= Pamela Bowden =

English contralto (1925–2003)

Pamela Anne Bowden (17 April 1925 – 8 April 2003 (age 78)) was an English contralto.

Bowden was born in Rochdale and was educated at Heywood Grammar School and the Royal Manchester College of Music. During World War II she was a Wren. In 1954 she won the Geneva International Music Competition. She made over 750 professional performances, retiring in 1979. After this she taught at the London College of Music and was President of the Incorporated Society of Musicians.

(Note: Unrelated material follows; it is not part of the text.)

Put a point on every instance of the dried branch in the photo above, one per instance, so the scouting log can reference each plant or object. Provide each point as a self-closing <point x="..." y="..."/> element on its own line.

She was also an advocate of the music of her contemporaries, singing and recording to advantage Tippett's A Child Of Our Time, Britten's ingenuous A Charm Of Lullabies, Lennox Berkeley's tender Four Poems Of St Teresa Of Avila, and the role of Isabella in Bernard Hermann's opera Wuthering Heights. Malcolm Arnold wrote his Five William Blake Songs with Bowden in mind.

Between 1954 and 1979, when she retired, she gave more than 750 performances and/or broadcasts under conductors such as Josef Krips, Paul Sacher, Solti, Sargent, Boult, Mackerras and Boulez.

Bowden's operatic appearances were limited to some with the English Opera Group and the role of Madame Larina in Tchaikovsky's Eugene Onegin, at both Glyndebourne and Covent Garden. Her interpretation of that part, sympathetic and well-pointed as regards the text - she sang it in both Russian and English - showed what the stage lost through the infrequency of her excursions into opera.

In retirement, she had a fruitful career as a singing teacher, an administrator and adjudicator. She was also president of the Incorporated Society of Musicians.

She married the racing driver Derrick Edwards in 1960. He died in 2000: they had two children.